Effects of a Concept-Oriented AR/VR Instructional Framework for Electricity Learning on Ninth-Grade Students’ Science Achievement and Learning Motivation

This study developed and evaluated a concept-oriented electricity learning system integrating augmented reality (AR) and non-immersive virtual reality (VR) technologies to support different conceptual learning requirements in the “Basic Electrostatic Phenomena and Electrical Circuits” unit. In the proposed framework, AR supported hands-on circuit construction and visualization of invisible electrical phenomena, whereas non-immersive VR was used for voltage measurement and Ohm’s law experimentation through repeated and controllable exploration. A quasi-experimental design was conducted with 87 ninth-grade students from a public junior high school in Taiwan. Two classes were assigned to the experimental group and two to the control group. The intervention lasted five instructional sessions (225 min). Data were collected using an Electricity Achievement Test and a Science Learning Motivation Questionnaire and analyzed using ANCOVA. The results indicated that the experimental group achieved significantly higher science achievement and learning motivation than the control group.

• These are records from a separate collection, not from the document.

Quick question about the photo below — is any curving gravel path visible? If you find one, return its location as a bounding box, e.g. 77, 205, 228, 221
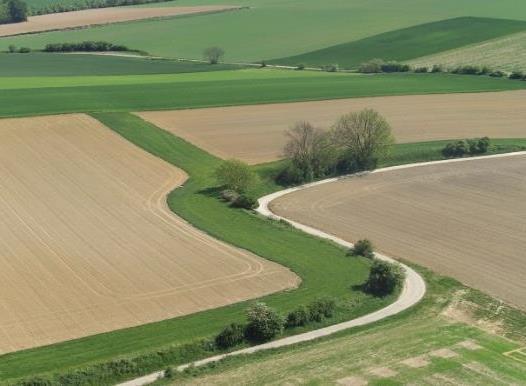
118, 151, 526, 386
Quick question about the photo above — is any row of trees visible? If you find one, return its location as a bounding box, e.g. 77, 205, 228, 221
0, 0, 28, 24
277, 109, 394, 184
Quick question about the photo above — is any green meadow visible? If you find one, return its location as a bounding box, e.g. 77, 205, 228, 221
0, 0, 526, 61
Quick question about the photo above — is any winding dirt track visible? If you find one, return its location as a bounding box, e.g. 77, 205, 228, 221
271, 153, 526, 309
138, 90, 526, 164
0, 5, 239, 37
0, 114, 299, 353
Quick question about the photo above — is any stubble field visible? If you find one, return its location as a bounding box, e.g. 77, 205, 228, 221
0, 5, 236, 37
0, 114, 298, 353
138, 91, 526, 164
272, 155, 526, 309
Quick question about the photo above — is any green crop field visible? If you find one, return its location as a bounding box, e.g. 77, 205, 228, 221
0, 0, 526, 61
0, 69, 526, 117
409, 32, 526, 72
0, 53, 234, 76
158, 272, 526, 385
272, 17, 526, 68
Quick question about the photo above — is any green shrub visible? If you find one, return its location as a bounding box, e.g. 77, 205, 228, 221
246, 303, 283, 342
214, 323, 245, 350
380, 61, 411, 72
215, 159, 257, 193
231, 194, 259, 209
285, 306, 309, 328
489, 70, 506, 78
364, 260, 404, 296
350, 239, 374, 258
358, 59, 384, 74
431, 64, 444, 73
508, 71, 525, 80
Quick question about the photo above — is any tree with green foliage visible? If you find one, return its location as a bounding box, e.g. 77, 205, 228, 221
215, 159, 257, 193
203, 47, 225, 64
332, 109, 394, 170
6, 0, 27, 23
364, 260, 404, 296
246, 303, 284, 342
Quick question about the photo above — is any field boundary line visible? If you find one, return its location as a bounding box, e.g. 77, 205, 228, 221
117, 151, 526, 386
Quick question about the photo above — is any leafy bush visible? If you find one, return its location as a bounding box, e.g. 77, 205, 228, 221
231, 194, 258, 209
321, 64, 340, 72
215, 159, 257, 193
246, 303, 283, 342
351, 239, 374, 258
214, 323, 245, 349
442, 137, 490, 158
508, 71, 525, 80
308, 299, 336, 322
358, 59, 384, 74
380, 61, 411, 72
431, 64, 444, 73
489, 70, 506, 78
44, 41, 129, 52
364, 260, 404, 296
285, 306, 309, 328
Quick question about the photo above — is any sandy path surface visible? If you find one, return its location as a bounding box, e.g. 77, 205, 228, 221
0, 5, 239, 36
0, 114, 298, 353
139, 90, 526, 164
271, 153, 526, 309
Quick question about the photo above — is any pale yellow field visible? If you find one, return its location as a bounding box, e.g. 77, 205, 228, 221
408, 32, 526, 72
272, 155, 526, 309
0, 114, 299, 353
0, 5, 238, 36
138, 91, 526, 164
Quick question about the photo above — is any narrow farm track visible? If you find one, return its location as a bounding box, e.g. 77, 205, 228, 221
117, 151, 526, 386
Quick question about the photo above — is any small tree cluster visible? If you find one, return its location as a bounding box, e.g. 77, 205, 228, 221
350, 239, 374, 258
285, 299, 336, 328
203, 47, 225, 64
44, 41, 128, 52
364, 260, 404, 296
358, 59, 411, 74
0, 0, 28, 24
442, 137, 491, 158
277, 109, 394, 185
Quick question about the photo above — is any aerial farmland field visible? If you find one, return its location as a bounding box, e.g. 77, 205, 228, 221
0, 115, 299, 353
139, 91, 526, 164
0, 0, 526, 386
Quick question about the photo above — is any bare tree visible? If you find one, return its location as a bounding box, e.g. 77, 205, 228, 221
283, 122, 331, 180
203, 47, 225, 64
331, 109, 394, 169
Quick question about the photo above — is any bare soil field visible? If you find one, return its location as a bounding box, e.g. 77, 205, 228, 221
0, 114, 299, 353
138, 91, 526, 164
271, 155, 526, 309
0, 5, 239, 37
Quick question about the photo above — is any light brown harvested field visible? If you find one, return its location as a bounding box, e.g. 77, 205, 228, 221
139, 91, 526, 164
0, 5, 239, 36
0, 114, 298, 353
271, 156, 526, 309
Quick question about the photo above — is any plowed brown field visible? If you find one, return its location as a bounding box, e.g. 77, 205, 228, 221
271, 155, 526, 309
0, 5, 239, 36
139, 91, 526, 164
0, 114, 298, 353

Significant improvements were observed in overall science achievement and across all electricity topics, including basic circuit concepts, voltage and current measurement, and resistance and Ohm’s law concepts. The findings suggest that these learning benefits may be associated with the alignment between technological affordances and conceptual learning requirements. Consistent with the Cognitive Theory of Multimedia Learning, Cognitive Load Theory, and Conceptual Change Theory, the framework may have supported learning through visualization, interaction, experimentation, and conceptual change. This study contributes to educational technology and science education research in two ways. First, it proposes a concept-oriented AR/VR framework that systematically aligns technological affordances with conceptual learning tasks and processing demands in electricity education. Second, it provides empirical evidence for the value of concept-oriented technology integration in supporting science achievement and learning motivation. The findings highlight the importance of aligning technological affordances with conceptual learning requirements when designing technology-enhanced science learning environments.